Has the ready-to-drink cocktail market jumped the shark? While ultra-cheap offerings are increasingly commonplace, a Chicago outfit called Sunday’s Finest is marketing a ready-to-drink Old Fashioned — called the Gold Fashioned — that is premium in every way, “the world’s first luxury ready-to-drink cocktail.” How premium? A 750ml bottle is $150. That’s how premium.
It’s a limited release cocktail, “born of the challenge to recreate the ultimate version of the world’s most iconic drink.” Per the company, “Elevating every component of the original Old Fashioned, its special recipe is crafted from the finest raw ingredients sourced from specialty producers in the six inhabitable continents.”
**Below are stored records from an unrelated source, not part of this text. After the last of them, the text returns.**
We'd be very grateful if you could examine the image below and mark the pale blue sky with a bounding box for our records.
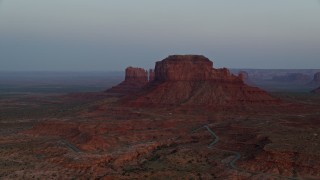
[0,0,319,71]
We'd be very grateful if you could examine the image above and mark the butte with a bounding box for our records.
[108,55,279,108]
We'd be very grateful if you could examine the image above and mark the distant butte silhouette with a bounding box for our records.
[107,55,279,107]
[308,72,320,87]
[238,71,255,86]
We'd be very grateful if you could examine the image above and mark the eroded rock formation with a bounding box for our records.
[106,67,149,94]
[125,55,278,107]
[125,67,148,83]
[154,55,214,81]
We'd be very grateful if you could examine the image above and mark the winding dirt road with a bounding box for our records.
[193,125,301,180]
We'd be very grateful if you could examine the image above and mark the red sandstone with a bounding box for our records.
[106,67,149,94]
[124,55,278,106]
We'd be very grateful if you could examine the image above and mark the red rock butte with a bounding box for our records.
[106,67,150,94]
[111,55,279,107]
[154,55,214,81]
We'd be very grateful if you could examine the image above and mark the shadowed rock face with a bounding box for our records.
[149,69,155,82]
[155,55,214,81]
[106,67,149,94]
[126,55,278,106]
[154,55,242,83]
[125,67,148,83]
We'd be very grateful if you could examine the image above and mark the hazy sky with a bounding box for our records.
[0,0,320,71]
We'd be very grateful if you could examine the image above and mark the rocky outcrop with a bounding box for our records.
[125,55,278,107]
[106,67,149,94]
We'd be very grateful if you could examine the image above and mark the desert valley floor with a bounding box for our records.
[1,91,320,179]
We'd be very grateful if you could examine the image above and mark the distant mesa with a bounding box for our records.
[272,73,311,83]
[108,55,279,107]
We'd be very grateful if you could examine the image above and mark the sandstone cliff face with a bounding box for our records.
[154,55,242,83]
[125,67,148,83]
[155,55,214,81]
[125,55,278,107]
[106,67,149,94]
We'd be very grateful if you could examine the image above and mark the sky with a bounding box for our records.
[0,0,320,71]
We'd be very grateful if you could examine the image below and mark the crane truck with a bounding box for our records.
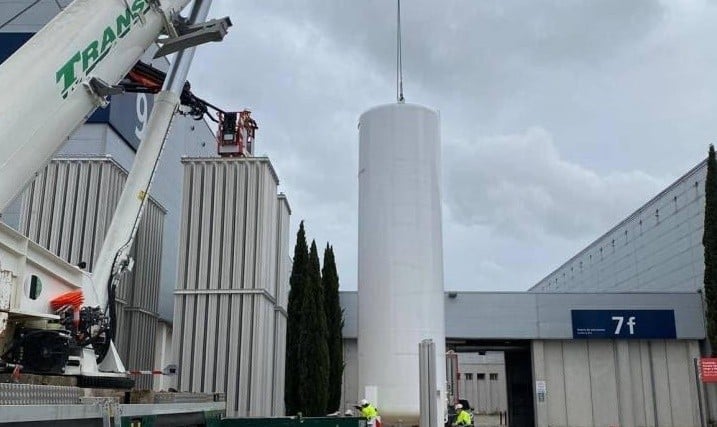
[0,0,241,423]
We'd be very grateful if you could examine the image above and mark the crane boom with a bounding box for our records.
[0,0,232,383]
[92,0,213,318]
[0,0,190,211]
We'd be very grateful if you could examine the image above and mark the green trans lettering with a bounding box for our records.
[55,52,82,97]
[82,41,99,71]
[56,0,149,98]
[115,8,133,38]
[131,0,146,15]
[100,27,117,53]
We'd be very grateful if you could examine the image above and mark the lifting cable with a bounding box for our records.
[396,0,405,103]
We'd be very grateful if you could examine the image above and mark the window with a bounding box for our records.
[476,373,485,380]
[465,373,473,380]
[489,373,498,381]
[26,274,42,300]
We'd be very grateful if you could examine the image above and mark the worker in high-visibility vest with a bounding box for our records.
[452,403,473,426]
[358,399,382,427]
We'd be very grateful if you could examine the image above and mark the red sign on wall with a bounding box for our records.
[699,358,717,383]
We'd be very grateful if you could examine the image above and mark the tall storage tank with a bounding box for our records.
[357,103,446,425]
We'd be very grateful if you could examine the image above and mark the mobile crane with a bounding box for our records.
[0,0,236,419]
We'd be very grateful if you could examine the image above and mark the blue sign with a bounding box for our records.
[571,310,676,339]
[88,92,155,151]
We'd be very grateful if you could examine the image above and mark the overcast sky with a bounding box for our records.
[187,0,716,292]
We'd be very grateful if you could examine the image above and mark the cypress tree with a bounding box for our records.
[285,221,309,415]
[297,240,330,416]
[323,244,344,413]
[704,145,717,353]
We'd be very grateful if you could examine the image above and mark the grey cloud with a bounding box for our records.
[444,127,666,240]
[185,1,715,291]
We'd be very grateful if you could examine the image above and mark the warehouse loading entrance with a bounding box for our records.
[447,340,534,427]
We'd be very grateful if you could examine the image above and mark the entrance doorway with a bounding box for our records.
[447,339,534,427]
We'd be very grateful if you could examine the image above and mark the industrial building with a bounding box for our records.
[344,158,714,427]
[6,158,169,390]
[454,352,507,415]
[0,1,291,409]
[3,2,715,426]
[0,1,215,390]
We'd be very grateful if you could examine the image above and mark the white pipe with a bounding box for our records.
[91,0,213,309]
[89,90,180,307]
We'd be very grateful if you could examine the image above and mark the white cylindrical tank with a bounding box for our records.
[357,103,446,426]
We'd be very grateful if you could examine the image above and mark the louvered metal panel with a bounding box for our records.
[114,299,128,361]
[125,309,159,390]
[174,158,290,417]
[272,310,288,415]
[175,293,275,416]
[275,195,291,310]
[177,158,279,296]
[20,159,125,271]
[16,158,165,387]
[271,195,290,415]
[130,201,164,312]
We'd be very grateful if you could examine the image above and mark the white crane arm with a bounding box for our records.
[0,0,190,211]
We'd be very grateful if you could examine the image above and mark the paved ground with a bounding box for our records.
[472,414,504,426]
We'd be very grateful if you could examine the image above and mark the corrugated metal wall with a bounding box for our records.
[272,195,290,415]
[153,320,177,391]
[532,339,703,427]
[530,160,707,293]
[17,158,165,389]
[173,158,290,417]
[20,159,124,271]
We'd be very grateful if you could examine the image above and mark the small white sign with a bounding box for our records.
[536,380,547,402]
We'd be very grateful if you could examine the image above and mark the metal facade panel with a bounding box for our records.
[272,311,287,415]
[275,196,291,309]
[15,158,165,385]
[532,339,703,427]
[587,341,619,426]
[531,160,707,293]
[20,159,124,270]
[125,309,159,390]
[114,299,129,361]
[340,340,359,414]
[178,158,281,294]
[174,157,290,417]
[341,291,705,339]
[340,292,358,339]
[174,293,278,417]
[130,201,164,311]
[445,292,539,339]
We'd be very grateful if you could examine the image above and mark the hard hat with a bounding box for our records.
[359,399,369,407]
[454,403,463,410]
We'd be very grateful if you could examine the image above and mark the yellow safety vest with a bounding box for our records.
[454,409,472,426]
[361,404,379,420]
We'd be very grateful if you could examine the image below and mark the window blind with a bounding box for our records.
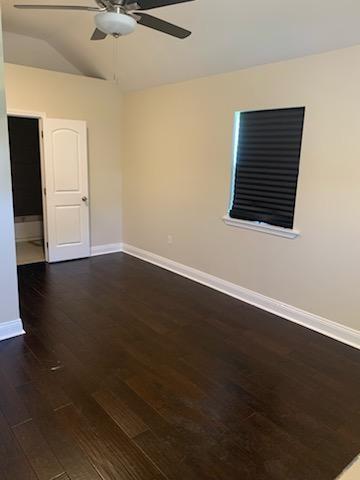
[230,107,305,229]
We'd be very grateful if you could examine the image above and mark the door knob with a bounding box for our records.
[82,196,88,202]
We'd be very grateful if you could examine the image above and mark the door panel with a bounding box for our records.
[43,119,90,262]
[53,129,80,192]
[55,205,82,245]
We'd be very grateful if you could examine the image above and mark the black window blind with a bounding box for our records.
[230,107,305,229]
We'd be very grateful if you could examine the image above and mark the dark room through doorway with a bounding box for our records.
[8,115,45,265]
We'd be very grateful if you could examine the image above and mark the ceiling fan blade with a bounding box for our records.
[91,28,107,40]
[14,4,101,11]
[132,0,194,10]
[136,12,191,38]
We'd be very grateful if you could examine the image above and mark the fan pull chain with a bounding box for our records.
[112,36,121,84]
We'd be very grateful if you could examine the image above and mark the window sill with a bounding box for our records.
[222,215,300,239]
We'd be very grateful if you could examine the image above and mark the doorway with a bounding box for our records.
[8,115,46,265]
[8,112,90,265]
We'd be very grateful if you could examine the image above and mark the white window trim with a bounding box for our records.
[223,215,300,239]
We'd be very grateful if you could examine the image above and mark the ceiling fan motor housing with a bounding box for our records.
[95,11,137,36]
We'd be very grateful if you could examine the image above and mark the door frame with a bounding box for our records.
[7,109,49,262]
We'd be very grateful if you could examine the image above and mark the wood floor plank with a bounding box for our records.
[0,411,38,480]
[16,382,104,480]
[0,367,32,427]
[12,419,64,480]
[57,403,165,480]
[104,377,188,452]
[93,388,149,439]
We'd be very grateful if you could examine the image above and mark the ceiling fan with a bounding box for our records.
[14,0,194,40]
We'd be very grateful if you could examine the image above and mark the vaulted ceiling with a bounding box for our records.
[3,0,360,91]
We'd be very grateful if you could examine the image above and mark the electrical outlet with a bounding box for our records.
[167,235,173,245]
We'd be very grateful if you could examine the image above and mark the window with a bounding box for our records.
[229,107,305,231]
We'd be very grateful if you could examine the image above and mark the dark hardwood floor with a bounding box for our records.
[1,253,359,480]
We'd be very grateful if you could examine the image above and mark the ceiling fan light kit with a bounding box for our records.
[14,0,194,41]
[95,11,136,36]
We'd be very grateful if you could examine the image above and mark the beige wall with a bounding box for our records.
[123,45,360,331]
[0,26,20,324]
[5,63,123,248]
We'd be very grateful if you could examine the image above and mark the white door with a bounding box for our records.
[43,118,90,262]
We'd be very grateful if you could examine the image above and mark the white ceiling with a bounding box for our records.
[3,0,360,91]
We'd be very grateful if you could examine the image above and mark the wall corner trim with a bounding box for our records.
[0,319,25,342]
[90,243,123,257]
[122,243,360,351]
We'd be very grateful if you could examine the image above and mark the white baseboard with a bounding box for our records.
[0,319,25,342]
[122,244,360,350]
[91,243,123,257]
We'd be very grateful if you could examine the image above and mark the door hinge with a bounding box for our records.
[43,187,46,195]
[41,130,44,138]
[46,241,48,249]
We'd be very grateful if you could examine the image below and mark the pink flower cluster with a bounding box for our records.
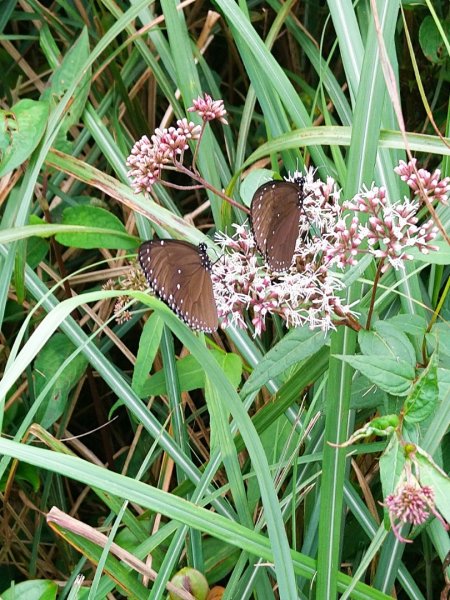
[126,119,201,194]
[395,158,449,204]
[384,456,448,543]
[187,93,228,124]
[385,483,436,541]
[126,94,228,194]
[212,229,348,336]
[326,179,439,272]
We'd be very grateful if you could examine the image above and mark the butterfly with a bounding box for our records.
[138,239,218,332]
[250,177,309,272]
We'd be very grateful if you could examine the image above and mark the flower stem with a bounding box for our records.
[172,159,250,215]
[191,122,206,174]
[366,258,385,330]
[333,305,362,331]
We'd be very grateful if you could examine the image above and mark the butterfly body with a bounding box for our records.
[250,177,307,272]
[138,239,218,332]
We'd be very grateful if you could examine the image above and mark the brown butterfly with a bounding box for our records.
[250,177,308,271]
[139,239,218,332]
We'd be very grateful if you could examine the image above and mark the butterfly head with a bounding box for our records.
[292,175,306,187]
[198,242,213,272]
[290,176,309,208]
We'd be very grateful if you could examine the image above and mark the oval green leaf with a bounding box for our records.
[336,354,415,396]
[56,205,138,249]
[0,99,49,177]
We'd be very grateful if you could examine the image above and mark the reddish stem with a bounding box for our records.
[366,258,385,330]
[333,306,362,331]
[191,122,206,173]
[171,159,250,215]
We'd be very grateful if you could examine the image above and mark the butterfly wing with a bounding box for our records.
[139,239,218,332]
[250,180,304,271]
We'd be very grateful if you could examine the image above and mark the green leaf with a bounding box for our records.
[240,168,278,207]
[415,447,450,523]
[335,354,415,395]
[13,462,41,492]
[204,375,247,519]
[432,323,450,358]
[350,373,386,410]
[42,28,91,147]
[404,352,439,423]
[140,354,203,397]
[132,313,164,396]
[379,435,405,522]
[243,127,450,167]
[1,580,58,600]
[203,537,240,583]
[47,521,150,600]
[34,333,88,428]
[359,321,416,365]
[56,205,138,249]
[242,327,329,396]
[27,235,50,269]
[0,429,384,599]
[0,100,49,177]
[419,16,450,64]
[139,350,242,397]
[0,223,137,248]
[217,352,243,389]
[0,110,16,152]
[0,461,41,493]
[384,314,427,337]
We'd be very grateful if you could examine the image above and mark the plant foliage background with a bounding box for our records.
[0,0,449,599]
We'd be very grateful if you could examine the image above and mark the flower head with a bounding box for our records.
[126,95,225,193]
[395,158,449,205]
[113,298,132,324]
[212,218,352,336]
[126,118,202,193]
[176,118,202,140]
[384,458,448,543]
[326,183,438,272]
[104,262,147,324]
[126,135,162,194]
[188,93,228,124]
[210,168,361,335]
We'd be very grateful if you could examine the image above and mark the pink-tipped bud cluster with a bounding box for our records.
[126,93,228,193]
[326,170,440,272]
[126,119,201,193]
[383,457,448,544]
[188,93,228,124]
[395,158,449,205]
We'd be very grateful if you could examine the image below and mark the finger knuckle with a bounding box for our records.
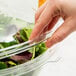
[53,34,63,43]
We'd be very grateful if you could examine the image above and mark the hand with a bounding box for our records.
[30,0,76,47]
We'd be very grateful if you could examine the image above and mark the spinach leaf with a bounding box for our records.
[0,62,7,69]
[0,41,17,49]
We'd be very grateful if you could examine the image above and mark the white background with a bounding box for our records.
[0,0,38,22]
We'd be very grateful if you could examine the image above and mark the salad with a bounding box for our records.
[0,26,47,70]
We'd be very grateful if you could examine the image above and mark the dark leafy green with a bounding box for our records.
[0,41,17,49]
[0,62,7,69]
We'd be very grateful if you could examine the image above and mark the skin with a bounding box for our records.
[30,0,76,48]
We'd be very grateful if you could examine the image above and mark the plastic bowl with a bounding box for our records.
[0,44,59,76]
So let’s break that down. The whiskey is all American, a blend of 8 year old Kentucky bourbon and 5 year old Indiana rye. No complaints there. The bitters are where four of the other continents come into play:
For the aromatic bitters, Sunday’s Finest developed a proprietary blend of herbs and spices produced to the highest possible specification. Using the traditional maceration method, hand-harvested Herat saffron is combined with Grade A Tahitian vanilla Beans, single-origin Ecuadorian cacao, Seville orange peel, and wild-harvested gentian root from the French Alps.
Demerara sugar from Malawi, in Africa, rounds out the sixth continent in the mix.
A fun element with this product is the inclusion of a teeny tiny “orange zest atomizer,” which one is directed to spritz over the top of the cocktail — simply poured over ice — in lieu of a real fruit garnish. No word on where those oranges are grown.
I gave the Gold Fashioned experience a go and found it to be, well, a perfectly delightful cocktail — though there’s one element that really stands out above the rest. (Keep reading.) To be sure, there’s nothing unusual on the nose: vanilla, caramel, and ample orange peel, courtesy of that expressive spritz. Toss a cherry and an orange slice in the mix and you’d never know this wasn’t freshly made from a classic recipe. The palate is where you’ll find things going a bit cuckoo: Saffron is hardly a hide-in-the-background flavor, and here it is directly in your face, dominating the body with a distinctly Asian bent.
There’s nothing wrong with that, mind you. If I saw a Saffron Old Fashioned on a fancy cocktail menu, I might well be intrigued… though I doubt I’d order one. Here, that saffron is intense, pushing notes of vanilla, cinnamon, and a very mild gentian note well to the side. The finish is, again, distinctly saffronish, reminiscent of the paella I made last week, though the whiskey does manage to hold its own.
At $12 a serving, the Gold Fashioned comes at a decidedly premium price — even more so when I realized that some of my orange oil spritzer must have leaked out; there was only enough in the vial for 6 cocktails, not 12. What, I gotta go fetch an orange now? Come on!